We report the case of a 59-year-old male patient with a history of alcoholic chronic pancreatitis, admitted for respiratory failure.
After physical examination and a chest X-ray, a right pleural effusion was diagnosed.
After performing diagnostic emphasizeesis and evacuation, the patient experienced dyspnea and superior vena cava syndrome.
A second chest X-ray showed mediastinal widening.

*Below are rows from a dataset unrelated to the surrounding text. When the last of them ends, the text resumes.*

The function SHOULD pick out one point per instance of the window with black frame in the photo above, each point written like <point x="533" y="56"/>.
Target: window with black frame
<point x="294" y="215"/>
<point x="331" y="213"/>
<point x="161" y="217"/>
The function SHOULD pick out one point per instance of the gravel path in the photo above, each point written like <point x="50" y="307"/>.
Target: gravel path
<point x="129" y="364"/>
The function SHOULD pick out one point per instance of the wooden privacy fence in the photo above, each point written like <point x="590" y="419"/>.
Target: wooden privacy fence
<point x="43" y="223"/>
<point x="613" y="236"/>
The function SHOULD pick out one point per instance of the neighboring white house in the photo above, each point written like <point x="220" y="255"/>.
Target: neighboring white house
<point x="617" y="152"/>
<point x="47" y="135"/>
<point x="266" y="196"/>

A CT scan showed a large thoracic fluid collection with no pathological findings in the abdomen, which was drained through a chest tube.
This liquid contained a high concentration of amylase (104,000 U/ml).
A bulging area with inflammatory signs appeared in the right lateral cervical region, which was drained, from which a high concentration of amylase (90,000 U/ml) was also obtained.
After drainage of cervical and thoracic fistulae, dyspnea improved and the patient recovered.
In order to investigate the suspected pancreatic origin of fistula, ERCP was performed. It was found that the pancreatic duct of Wirsung was irregular but did not present dilatations and communicated with the pancreatic duct.
A plastic stent was placed, which closed the fistula.
The patient improved without surgery.
The stent was removed endoscopically at 3 months.
The patient was well, with no recurrence of the pseudocyst after 2 years.